General information
- Location: Between Ardlui and Crianlarich, Stirling Scotland
- Coordinates: 56°20′28″N 4°43′27″W﻿ / ﻿56.341142°N 4.724205°W
- Grid reference: NN31711986
- Platforms: 1

Other information
- Status: Disused

History
- Original company: London and North Eastern Railway

Key dates
- 10 April 1946: Opened
- Circa 1948: Closed

Location

= Glen Falloch Halt railway station =

Former railway station in Scotland

Glen Falloch Halt railway station was a remote rural railway station in Glen Falloch, Stirlingshire, Scotland. Opened in 1946 by the LNER, it was located in Glen Falloch on the Ardlui side of the viaduct, but reported out of use by around 1948.

== History ==
The West Highland Railway opened the line to passengers on 7 August 1894; later it was operated by the North British Railway, until in 1923 it became part of the London and North Eastern Railway. In 1948 the line became part of the Scottish Region of British Railways following nationalisation.

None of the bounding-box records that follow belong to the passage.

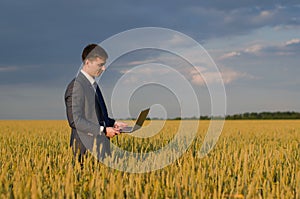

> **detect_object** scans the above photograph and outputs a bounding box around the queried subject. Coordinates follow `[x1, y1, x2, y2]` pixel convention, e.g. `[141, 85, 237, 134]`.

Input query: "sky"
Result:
[0, 0, 300, 119]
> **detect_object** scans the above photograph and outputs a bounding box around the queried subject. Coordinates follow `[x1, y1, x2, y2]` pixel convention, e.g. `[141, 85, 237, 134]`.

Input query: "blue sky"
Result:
[0, 0, 300, 119]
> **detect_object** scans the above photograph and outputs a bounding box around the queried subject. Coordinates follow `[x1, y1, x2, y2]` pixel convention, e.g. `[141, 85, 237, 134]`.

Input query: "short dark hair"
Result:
[81, 44, 108, 62]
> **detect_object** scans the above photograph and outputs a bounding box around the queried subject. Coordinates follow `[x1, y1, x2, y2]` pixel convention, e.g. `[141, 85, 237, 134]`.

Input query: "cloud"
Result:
[219, 51, 241, 59]
[285, 39, 300, 46]
[218, 38, 300, 60]
[189, 66, 248, 86]
[0, 66, 19, 72]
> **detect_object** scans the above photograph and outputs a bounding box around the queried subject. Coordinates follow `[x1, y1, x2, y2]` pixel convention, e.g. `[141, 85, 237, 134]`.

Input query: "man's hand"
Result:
[114, 122, 127, 131]
[106, 127, 120, 138]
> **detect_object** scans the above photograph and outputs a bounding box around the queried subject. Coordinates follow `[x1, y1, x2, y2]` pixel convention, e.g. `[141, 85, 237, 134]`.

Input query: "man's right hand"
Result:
[106, 127, 120, 138]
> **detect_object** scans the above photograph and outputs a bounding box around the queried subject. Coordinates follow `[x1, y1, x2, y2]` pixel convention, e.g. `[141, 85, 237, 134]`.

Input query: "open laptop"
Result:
[120, 108, 150, 133]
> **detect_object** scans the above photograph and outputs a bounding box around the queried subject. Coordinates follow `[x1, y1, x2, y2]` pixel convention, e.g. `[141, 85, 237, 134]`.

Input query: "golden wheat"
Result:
[0, 120, 300, 198]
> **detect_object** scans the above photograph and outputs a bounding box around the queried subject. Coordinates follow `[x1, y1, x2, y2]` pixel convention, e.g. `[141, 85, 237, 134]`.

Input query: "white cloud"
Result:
[220, 51, 241, 59]
[189, 66, 248, 86]
[244, 44, 263, 54]
[0, 66, 19, 72]
[285, 39, 300, 46]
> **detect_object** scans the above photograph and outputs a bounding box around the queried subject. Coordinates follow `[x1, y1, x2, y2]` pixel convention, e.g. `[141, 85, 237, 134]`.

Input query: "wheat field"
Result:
[0, 120, 300, 199]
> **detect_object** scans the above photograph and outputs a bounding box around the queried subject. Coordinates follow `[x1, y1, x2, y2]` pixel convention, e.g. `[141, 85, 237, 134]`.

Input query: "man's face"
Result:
[85, 57, 106, 78]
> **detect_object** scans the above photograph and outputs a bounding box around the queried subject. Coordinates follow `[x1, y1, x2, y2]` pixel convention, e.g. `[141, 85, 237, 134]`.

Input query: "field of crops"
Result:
[0, 120, 300, 199]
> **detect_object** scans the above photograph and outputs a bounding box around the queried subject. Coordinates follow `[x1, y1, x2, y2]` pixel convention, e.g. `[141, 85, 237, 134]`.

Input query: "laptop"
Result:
[120, 108, 150, 133]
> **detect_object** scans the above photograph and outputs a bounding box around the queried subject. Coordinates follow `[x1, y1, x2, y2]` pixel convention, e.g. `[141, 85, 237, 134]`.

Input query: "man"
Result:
[65, 44, 126, 162]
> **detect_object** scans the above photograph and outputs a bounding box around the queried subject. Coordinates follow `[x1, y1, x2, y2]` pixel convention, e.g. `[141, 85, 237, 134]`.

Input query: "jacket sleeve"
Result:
[71, 79, 100, 136]
[65, 79, 75, 129]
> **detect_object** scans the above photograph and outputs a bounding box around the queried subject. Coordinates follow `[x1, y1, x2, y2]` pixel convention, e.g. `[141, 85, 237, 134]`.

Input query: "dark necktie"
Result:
[93, 82, 109, 126]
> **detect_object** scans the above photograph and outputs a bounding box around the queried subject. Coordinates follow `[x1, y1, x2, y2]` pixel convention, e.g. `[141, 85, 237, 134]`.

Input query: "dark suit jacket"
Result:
[65, 72, 115, 159]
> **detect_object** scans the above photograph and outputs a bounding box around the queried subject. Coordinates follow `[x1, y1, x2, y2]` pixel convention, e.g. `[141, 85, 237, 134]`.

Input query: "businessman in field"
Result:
[65, 44, 126, 162]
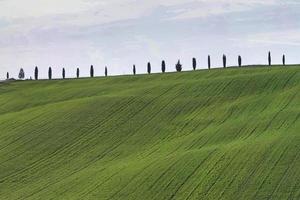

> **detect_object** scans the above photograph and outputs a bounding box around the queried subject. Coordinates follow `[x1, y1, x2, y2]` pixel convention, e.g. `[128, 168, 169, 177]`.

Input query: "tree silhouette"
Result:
[223, 54, 227, 68]
[18, 68, 25, 79]
[76, 68, 80, 78]
[132, 65, 136, 75]
[161, 60, 166, 73]
[193, 58, 197, 70]
[207, 55, 211, 69]
[175, 60, 182, 72]
[147, 62, 151, 74]
[104, 67, 107, 76]
[90, 65, 94, 78]
[62, 68, 66, 79]
[238, 56, 242, 67]
[34, 66, 39, 80]
[48, 67, 52, 80]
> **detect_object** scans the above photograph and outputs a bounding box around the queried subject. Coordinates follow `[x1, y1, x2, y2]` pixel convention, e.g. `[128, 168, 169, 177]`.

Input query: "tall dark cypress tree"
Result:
[76, 68, 80, 78]
[238, 56, 242, 67]
[193, 58, 197, 70]
[175, 60, 182, 72]
[132, 65, 136, 75]
[34, 66, 39, 80]
[207, 55, 211, 69]
[147, 62, 151, 74]
[104, 67, 108, 77]
[48, 67, 52, 80]
[223, 54, 227, 68]
[62, 68, 66, 79]
[90, 65, 94, 78]
[161, 60, 166, 73]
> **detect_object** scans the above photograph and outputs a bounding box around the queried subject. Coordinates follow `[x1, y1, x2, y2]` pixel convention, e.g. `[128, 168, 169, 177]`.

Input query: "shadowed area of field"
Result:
[0, 66, 300, 199]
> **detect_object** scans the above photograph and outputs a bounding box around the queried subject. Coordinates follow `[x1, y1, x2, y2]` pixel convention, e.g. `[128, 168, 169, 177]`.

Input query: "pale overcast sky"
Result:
[0, 0, 300, 79]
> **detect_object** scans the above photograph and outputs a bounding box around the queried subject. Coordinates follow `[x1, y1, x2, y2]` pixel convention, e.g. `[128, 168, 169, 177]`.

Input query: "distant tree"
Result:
[62, 68, 66, 79]
[147, 62, 151, 74]
[18, 68, 25, 79]
[34, 66, 39, 80]
[132, 65, 136, 75]
[104, 67, 108, 76]
[193, 58, 197, 70]
[90, 65, 94, 78]
[161, 60, 166, 73]
[48, 67, 52, 80]
[175, 60, 182, 72]
[76, 68, 80, 78]
[207, 55, 211, 69]
[223, 54, 227, 68]
[238, 56, 242, 67]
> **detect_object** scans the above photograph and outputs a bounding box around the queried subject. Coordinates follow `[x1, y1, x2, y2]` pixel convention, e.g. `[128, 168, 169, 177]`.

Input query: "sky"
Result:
[0, 0, 300, 79]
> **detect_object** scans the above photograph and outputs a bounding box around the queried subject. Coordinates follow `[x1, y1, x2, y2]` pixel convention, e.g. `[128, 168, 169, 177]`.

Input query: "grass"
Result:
[0, 66, 300, 199]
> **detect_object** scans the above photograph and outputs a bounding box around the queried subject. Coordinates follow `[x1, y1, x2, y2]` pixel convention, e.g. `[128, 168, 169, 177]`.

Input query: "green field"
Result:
[0, 66, 300, 200]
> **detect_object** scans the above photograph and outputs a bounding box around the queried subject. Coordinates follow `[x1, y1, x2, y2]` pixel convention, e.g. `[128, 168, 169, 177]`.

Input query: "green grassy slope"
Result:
[0, 67, 300, 199]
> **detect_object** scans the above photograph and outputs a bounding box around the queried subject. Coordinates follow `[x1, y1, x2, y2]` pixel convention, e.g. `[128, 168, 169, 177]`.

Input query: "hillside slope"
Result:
[0, 66, 300, 199]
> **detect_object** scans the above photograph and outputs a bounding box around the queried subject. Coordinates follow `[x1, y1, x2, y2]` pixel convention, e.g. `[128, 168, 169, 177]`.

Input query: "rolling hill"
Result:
[0, 66, 300, 200]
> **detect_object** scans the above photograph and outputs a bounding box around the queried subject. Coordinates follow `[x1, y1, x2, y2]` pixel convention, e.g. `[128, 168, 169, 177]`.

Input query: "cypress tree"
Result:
[132, 65, 136, 75]
[207, 55, 211, 69]
[161, 60, 166, 73]
[34, 66, 39, 80]
[76, 68, 79, 78]
[175, 60, 182, 72]
[62, 68, 66, 79]
[90, 65, 94, 78]
[147, 62, 151, 74]
[193, 58, 197, 70]
[223, 54, 226, 68]
[48, 67, 52, 80]
[18, 68, 25, 79]
[238, 56, 242, 67]
[104, 67, 107, 77]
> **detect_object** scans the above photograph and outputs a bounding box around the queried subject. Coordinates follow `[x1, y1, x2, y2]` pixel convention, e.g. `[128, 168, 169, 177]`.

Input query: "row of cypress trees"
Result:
[6, 52, 285, 80]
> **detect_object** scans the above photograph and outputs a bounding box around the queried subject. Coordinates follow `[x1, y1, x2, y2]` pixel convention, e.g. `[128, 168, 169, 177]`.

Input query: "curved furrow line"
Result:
[19, 84, 180, 195]
[109, 160, 157, 199]
[268, 149, 300, 199]
[185, 152, 228, 200]
[168, 149, 217, 200]
[218, 146, 252, 199]
[253, 141, 289, 199]
[199, 148, 242, 197]
[263, 93, 297, 132]
[233, 140, 272, 196]
[1, 96, 134, 181]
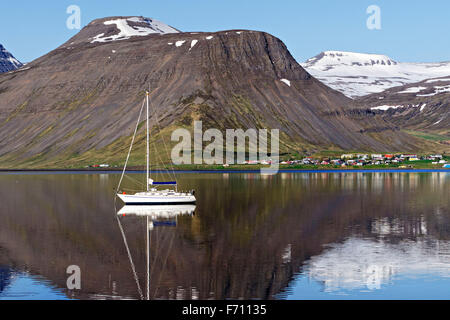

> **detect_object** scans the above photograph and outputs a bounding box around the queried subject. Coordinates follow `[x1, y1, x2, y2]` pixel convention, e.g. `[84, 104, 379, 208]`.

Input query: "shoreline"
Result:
[0, 168, 450, 174]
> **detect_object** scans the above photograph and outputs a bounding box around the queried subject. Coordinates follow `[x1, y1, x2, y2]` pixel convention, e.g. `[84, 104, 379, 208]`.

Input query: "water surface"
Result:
[0, 172, 450, 299]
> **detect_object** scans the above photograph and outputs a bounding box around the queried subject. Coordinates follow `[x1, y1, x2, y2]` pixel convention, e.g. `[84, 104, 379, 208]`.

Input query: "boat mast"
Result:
[146, 216, 150, 300]
[145, 91, 150, 192]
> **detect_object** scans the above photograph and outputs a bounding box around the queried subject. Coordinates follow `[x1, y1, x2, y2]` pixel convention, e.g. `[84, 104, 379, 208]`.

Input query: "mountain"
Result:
[357, 76, 450, 145]
[302, 51, 450, 98]
[0, 17, 432, 167]
[0, 44, 22, 73]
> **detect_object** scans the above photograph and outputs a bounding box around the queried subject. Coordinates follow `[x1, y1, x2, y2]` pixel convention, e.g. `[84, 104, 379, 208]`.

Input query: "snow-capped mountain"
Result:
[0, 44, 22, 73]
[301, 51, 450, 98]
[63, 16, 180, 48]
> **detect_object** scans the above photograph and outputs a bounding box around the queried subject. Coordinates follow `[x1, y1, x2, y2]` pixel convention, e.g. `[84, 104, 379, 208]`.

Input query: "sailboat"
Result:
[117, 91, 196, 205]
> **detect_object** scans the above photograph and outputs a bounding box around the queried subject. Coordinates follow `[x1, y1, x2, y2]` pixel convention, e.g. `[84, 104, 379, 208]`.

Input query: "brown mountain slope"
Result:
[357, 75, 450, 151]
[0, 17, 426, 167]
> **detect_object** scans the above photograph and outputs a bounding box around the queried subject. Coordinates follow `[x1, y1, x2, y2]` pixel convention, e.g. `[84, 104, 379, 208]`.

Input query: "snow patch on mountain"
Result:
[0, 44, 23, 73]
[301, 51, 450, 97]
[91, 17, 179, 43]
[280, 79, 291, 87]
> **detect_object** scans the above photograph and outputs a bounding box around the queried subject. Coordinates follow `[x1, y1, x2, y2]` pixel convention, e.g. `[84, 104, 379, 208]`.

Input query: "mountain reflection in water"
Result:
[0, 172, 450, 299]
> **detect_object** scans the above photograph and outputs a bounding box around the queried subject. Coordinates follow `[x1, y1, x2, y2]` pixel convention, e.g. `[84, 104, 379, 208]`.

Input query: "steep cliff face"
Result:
[356, 76, 450, 152]
[0, 17, 422, 167]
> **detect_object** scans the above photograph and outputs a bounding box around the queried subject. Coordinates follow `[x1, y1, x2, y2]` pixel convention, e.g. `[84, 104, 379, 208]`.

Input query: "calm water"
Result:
[0, 172, 450, 299]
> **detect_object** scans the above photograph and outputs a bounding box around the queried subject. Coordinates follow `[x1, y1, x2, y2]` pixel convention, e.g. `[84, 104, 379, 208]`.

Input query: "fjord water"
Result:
[0, 172, 450, 299]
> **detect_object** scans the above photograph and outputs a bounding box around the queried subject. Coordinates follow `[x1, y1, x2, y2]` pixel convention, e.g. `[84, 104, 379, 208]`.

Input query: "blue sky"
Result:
[0, 0, 450, 62]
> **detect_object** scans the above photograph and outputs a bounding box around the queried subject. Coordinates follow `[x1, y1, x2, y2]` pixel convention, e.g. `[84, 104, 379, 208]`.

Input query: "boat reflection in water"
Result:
[117, 204, 195, 300]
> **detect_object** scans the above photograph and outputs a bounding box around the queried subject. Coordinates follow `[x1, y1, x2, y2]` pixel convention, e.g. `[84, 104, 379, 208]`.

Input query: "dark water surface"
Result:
[0, 172, 450, 299]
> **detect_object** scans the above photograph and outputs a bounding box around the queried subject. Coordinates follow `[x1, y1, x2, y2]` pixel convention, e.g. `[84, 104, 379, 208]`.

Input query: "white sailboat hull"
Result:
[117, 192, 196, 205]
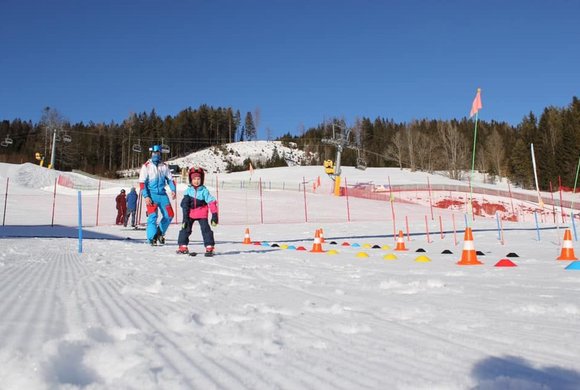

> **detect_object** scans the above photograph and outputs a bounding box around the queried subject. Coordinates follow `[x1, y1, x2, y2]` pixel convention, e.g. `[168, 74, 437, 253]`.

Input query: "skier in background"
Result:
[139, 145, 176, 246]
[123, 187, 138, 227]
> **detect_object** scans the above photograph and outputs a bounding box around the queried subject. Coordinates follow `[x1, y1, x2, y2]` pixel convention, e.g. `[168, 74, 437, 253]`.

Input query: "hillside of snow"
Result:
[168, 141, 316, 173]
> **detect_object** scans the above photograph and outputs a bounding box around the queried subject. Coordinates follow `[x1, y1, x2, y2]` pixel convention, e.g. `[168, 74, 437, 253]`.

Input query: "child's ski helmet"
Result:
[188, 167, 205, 185]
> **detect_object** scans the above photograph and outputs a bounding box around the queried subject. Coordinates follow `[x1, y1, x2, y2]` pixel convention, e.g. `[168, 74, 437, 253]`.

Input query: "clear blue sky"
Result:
[0, 0, 580, 139]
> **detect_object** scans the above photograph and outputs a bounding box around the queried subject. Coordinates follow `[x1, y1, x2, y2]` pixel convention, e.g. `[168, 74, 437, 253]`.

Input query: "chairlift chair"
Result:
[355, 157, 367, 171]
[355, 148, 367, 171]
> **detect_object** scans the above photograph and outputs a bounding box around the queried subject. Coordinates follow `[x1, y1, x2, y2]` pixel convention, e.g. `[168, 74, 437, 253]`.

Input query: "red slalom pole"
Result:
[344, 177, 350, 222]
[550, 180, 556, 223]
[302, 176, 308, 222]
[2, 177, 10, 226]
[451, 214, 457, 246]
[95, 179, 101, 226]
[258, 177, 264, 223]
[50, 177, 58, 226]
[558, 176, 566, 223]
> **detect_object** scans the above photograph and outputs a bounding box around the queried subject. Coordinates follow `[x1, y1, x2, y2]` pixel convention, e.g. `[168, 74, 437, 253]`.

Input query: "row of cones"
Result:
[243, 227, 578, 265]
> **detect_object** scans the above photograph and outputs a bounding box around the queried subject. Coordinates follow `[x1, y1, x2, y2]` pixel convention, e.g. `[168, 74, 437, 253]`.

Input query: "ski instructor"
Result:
[139, 145, 175, 246]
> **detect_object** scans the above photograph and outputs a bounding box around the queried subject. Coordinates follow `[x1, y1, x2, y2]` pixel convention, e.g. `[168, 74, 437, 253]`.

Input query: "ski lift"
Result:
[324, 160, 334, 175]
[355, 149, 367, 171]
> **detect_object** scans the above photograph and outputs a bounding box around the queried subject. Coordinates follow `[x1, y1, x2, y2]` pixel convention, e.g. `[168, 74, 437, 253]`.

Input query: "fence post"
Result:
[77, 191, 83, 253]
[2, 177, 10, 226]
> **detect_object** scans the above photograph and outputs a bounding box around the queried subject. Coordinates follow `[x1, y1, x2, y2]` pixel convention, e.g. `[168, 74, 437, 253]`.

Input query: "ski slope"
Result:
[0, 161, 580, 390]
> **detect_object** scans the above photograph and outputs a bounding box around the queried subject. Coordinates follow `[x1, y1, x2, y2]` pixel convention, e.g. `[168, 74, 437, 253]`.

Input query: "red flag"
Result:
[469, 88, 483, 118]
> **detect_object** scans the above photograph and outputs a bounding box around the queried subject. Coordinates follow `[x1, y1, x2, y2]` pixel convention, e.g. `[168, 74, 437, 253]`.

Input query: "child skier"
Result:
[177, 167, 218, 256]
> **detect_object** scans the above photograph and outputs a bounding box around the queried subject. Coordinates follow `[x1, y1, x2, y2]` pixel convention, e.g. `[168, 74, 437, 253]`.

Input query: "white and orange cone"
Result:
[395, 230, 407, 251]
[556, 229, 578, 260]
[310, 229, 324, 253]
[457, 227, 483, 265]
[242, 228, 252, 244]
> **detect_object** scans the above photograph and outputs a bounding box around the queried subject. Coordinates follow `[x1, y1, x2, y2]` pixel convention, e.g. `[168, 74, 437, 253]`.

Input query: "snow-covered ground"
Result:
[0, 156, 580, 390]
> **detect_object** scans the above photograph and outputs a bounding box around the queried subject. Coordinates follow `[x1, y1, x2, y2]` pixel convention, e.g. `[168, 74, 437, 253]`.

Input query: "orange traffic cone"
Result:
[457, 228, 483, 265]
[310, 229, 324, 253]
[557, 229, 578, 260]
[242, 228, 252, 244]
[395, 230, 407, 251]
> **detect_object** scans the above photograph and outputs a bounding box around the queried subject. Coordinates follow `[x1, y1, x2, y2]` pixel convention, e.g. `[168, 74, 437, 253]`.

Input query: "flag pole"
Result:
[560, 153, 580, 214]
[469, 112, 478, 222]
[468, 88, 482, 224]
[530, 143, 544, 209]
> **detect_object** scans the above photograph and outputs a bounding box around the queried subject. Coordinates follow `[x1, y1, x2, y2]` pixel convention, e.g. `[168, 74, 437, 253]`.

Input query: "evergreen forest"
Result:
[0, 97, 580, 191]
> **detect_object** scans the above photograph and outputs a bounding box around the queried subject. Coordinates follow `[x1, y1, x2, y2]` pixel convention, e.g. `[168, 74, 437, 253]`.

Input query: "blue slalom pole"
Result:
[534, 211, 540, 241]
[77, 191, 83, 253]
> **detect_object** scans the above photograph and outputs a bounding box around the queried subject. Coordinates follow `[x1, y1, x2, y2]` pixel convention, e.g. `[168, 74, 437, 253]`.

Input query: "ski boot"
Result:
[155, 227, 165, 245]
[176, 245, 189, 255]
[205, 245, 214, 257]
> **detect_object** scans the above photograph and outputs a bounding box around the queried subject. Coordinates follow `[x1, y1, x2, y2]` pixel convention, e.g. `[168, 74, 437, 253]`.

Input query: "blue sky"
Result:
[0, 0, 580, 139]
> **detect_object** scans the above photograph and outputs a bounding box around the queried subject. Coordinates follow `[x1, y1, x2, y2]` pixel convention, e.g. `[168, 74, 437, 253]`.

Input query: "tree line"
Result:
[281, 97, 580, 190]
[0, 104, 259, 177]
[0, 97, 580, 190]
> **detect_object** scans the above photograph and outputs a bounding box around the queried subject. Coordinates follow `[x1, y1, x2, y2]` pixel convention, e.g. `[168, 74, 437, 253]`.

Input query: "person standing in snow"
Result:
[177, 168, 218, 256]
[123, 187, 138, 227]
[139, 145, 176, 245]
[115, 189, 127, 225]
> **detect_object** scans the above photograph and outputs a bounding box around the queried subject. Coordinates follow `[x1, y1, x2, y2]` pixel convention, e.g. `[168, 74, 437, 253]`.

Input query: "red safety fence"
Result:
[0, 175, 571, 231]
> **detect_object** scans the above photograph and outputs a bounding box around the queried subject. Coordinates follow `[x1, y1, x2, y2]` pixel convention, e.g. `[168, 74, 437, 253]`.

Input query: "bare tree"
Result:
[485, 130, 505, 177]
[404, 120, 419, 172]
[437, 122, 467, 179]
[384, 130, 406, 169]
[254, 107, 262, 140]
[415, 132, 435, 172]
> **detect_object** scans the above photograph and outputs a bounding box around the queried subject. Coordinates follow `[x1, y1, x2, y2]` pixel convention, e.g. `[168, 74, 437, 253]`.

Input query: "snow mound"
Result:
[168, 141, 316, 173]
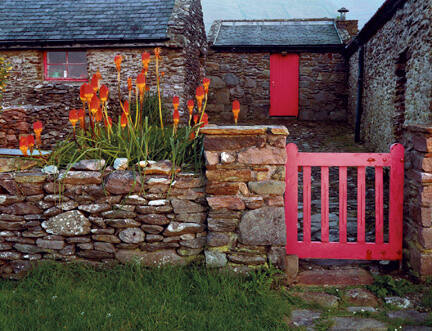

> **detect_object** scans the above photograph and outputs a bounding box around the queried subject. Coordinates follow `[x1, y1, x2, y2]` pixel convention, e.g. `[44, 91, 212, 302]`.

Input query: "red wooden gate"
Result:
[285, 144, 404, 260]
[270, 54, 299, 117]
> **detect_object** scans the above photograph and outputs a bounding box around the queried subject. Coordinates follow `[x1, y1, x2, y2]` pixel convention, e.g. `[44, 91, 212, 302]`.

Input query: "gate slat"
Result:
[303, 167, 311, 243]
[339, 167, 348, 243]
[375, 167, 384, 244]
[357, 167, 366, 243]
[321, 167, 329, 243]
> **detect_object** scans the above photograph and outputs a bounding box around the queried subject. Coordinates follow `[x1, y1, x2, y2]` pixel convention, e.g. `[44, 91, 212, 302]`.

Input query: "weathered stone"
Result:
[238, 146, 286, 165]
[163, 222, 205, 237]
[298, 268, 373, 286]
[94, 242, 116, 253]
[291, 309, 321, 327]
[136, 205, 174, 214]
[77, 249, 114, 260]
[228, 253, 266, 265]
[248, 180, 285, 195]
[204, 136, 265, 152]
[207, 195, 246, 210]
[78, 203, 111, 214]
[101, 209, 136, 218]
[180, 237, 206, 249]
[116, 249, 186, 266]
[343, 288, 378, 307]
[59, 171, 102, 185]
[207, 232, 230, 247]
[105, 171, 141, 194]
[92, 234, 121, 244]
[36, 238, 64, 249]
[294, 291, 339, 308]
[171, 199, 205, 214]
[105, 218, 141, 229]
[119, 228, 145, 244]
[204, 251, 228, 268]
[137, 211, 170, 225]
[42, 210, 90, 236]
[206, 169, 252, 182]
[242, 197, 264, 209]
[141, 224, 164, 234]
[238, 207, 286, 246]
[206, 182, 249, 195]
[330, 317, 388, 331]
[71, 160, 106, 171]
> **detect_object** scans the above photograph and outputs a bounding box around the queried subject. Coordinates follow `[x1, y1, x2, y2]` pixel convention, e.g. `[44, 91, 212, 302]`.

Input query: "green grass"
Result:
[0, 264, 290, 330]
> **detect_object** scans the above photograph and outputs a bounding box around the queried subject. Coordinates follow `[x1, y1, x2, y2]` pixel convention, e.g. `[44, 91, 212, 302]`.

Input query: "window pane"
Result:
[68, 52, 87, 63]
[48, 65, 67, 79]
[48, 52, 66, 64]
[68, 64, 87, 79]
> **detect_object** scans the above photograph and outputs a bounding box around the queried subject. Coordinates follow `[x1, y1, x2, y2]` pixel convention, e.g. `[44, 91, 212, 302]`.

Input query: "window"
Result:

Glen Falloch Halt or Platform had a single platform and was opened by the LNER in 1946, but it closed around 1948. Records show that it was not opened as a standard railway station for the general public and it was not listed in the 1948 British Railways (Scottish Region) timetable. The RCAHMS refer to the halt as being temporary.

Well built 'slab' of concrete construction and a gravel surface, the curved single platform remnants are still present. It had a name board reading 'Glen Falloch', a single lamp for lighting and a small shed was present as a shelter or store. A footpath ran from the halt to the Drovers Inn at Inverarnan.

==Loch Sloy scheme and the WWII Prisoner of War camp==
After World War II many German and Italian ex-prisoners stayed in Scotland, and it is recorded that a small prisoner of war (POW) camp had been located at Glen Falloch, where a lot of forestry work was carried out. German and Italian POWs had been involved in the early stages of the construction of the Sloy Hydro-Electric facility between Loch Sloy and Inveruglas, on the west bank of Loch Lomond.

Construction at the Loch Sloy project began in May 1945, under the auspices of the North of Scotland Hydro-Electric Board, and it was completed in 1949, dates that largely coincide with the known use of Glen Falloch Halt located near the old POW camp.

Glen Falloch Halt may have been used by men building the aqueducts and tunnels that collected water from the Glen Falloch burns and carried it to Loch Sloy. The near by station of Inveruglas was a similar but larger station with sidings, a passing loop, etc and was built in connection with the Loch Sloy hydroelectric scheme.

The prisoners-of-war were carried from Faslane Platform near Faslane Junction and Whistlefield to Inveruglas or Glen Falloch.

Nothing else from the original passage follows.